Using a marketplace approach, the company grew solely from sales revenues. Later, they began manufacturing a furniture brand, expanding to create its own logistic and distribution strategy, a model applied by large e-commerce corporations like Amazon. Today, MadeiraMadeira offers customers about one million products: windows, doors, beds, lamps, and more
MadeiraMadeira has been growing at a yearly average of 80%, increasing to 120% in 2020 as people made their homes a priority due to the pandemic.
The Scandian brothers, Daniel and Marcelo, are already employing the pay it forward culture. In addition, Robson Privado has recently joined Endeavor Brazil’s Board of Directors.

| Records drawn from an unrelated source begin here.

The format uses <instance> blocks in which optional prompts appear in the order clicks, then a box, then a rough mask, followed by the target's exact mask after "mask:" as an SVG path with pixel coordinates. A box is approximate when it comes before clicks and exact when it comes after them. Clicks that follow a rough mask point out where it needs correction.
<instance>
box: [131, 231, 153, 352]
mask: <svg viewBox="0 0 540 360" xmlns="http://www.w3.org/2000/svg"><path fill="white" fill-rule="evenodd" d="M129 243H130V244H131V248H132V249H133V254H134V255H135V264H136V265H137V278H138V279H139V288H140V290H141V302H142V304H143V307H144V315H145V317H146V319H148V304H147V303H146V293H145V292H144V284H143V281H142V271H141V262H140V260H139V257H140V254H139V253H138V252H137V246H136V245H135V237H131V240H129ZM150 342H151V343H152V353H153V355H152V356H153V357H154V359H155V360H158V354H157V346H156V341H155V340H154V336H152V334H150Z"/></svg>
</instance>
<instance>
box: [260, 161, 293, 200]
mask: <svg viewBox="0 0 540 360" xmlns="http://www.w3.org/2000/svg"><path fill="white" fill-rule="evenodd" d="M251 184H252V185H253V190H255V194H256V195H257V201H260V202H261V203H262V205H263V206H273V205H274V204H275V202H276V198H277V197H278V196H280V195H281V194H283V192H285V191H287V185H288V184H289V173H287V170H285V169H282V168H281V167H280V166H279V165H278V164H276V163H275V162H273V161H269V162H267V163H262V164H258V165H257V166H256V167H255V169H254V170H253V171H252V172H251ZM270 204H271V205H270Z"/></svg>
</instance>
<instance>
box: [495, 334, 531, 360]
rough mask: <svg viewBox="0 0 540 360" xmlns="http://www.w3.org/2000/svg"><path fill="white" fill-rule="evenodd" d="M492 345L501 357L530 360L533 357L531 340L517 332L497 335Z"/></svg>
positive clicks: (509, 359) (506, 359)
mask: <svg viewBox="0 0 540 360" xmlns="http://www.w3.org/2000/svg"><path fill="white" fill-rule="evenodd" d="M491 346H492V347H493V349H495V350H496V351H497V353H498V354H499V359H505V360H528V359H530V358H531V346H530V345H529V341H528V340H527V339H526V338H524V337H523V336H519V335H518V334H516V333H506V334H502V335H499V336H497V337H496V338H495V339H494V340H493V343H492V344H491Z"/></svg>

And while the entire retail sector pivoted to digital, MadeiraMadeira took the road less traveled and opened their first brick and mortar store in March of 2021. They later added 100+ new concept stores across Brazil.
Recounting the importance of obtaining investors, MadeiraMadeira raised $190 million as part of their Series E, led by Softbank and Dynamo, becoming one of the ten unicorns of Endeavor Brazil. They are also part of a select group of 48 companies worth more than $1 billion globally, supported by Endeavor.
Skyrocketing growth rates and increasing awareness may lead many to believe that the match has been won but, founders Daniel, Marcelo, and Robson don’t value the finish line, but rather the journey. They prove that scaling a business from the south of Brazil is an infinite endeavor, but only if you have the energy to stay in the arena, with your head in the game, and willing to play.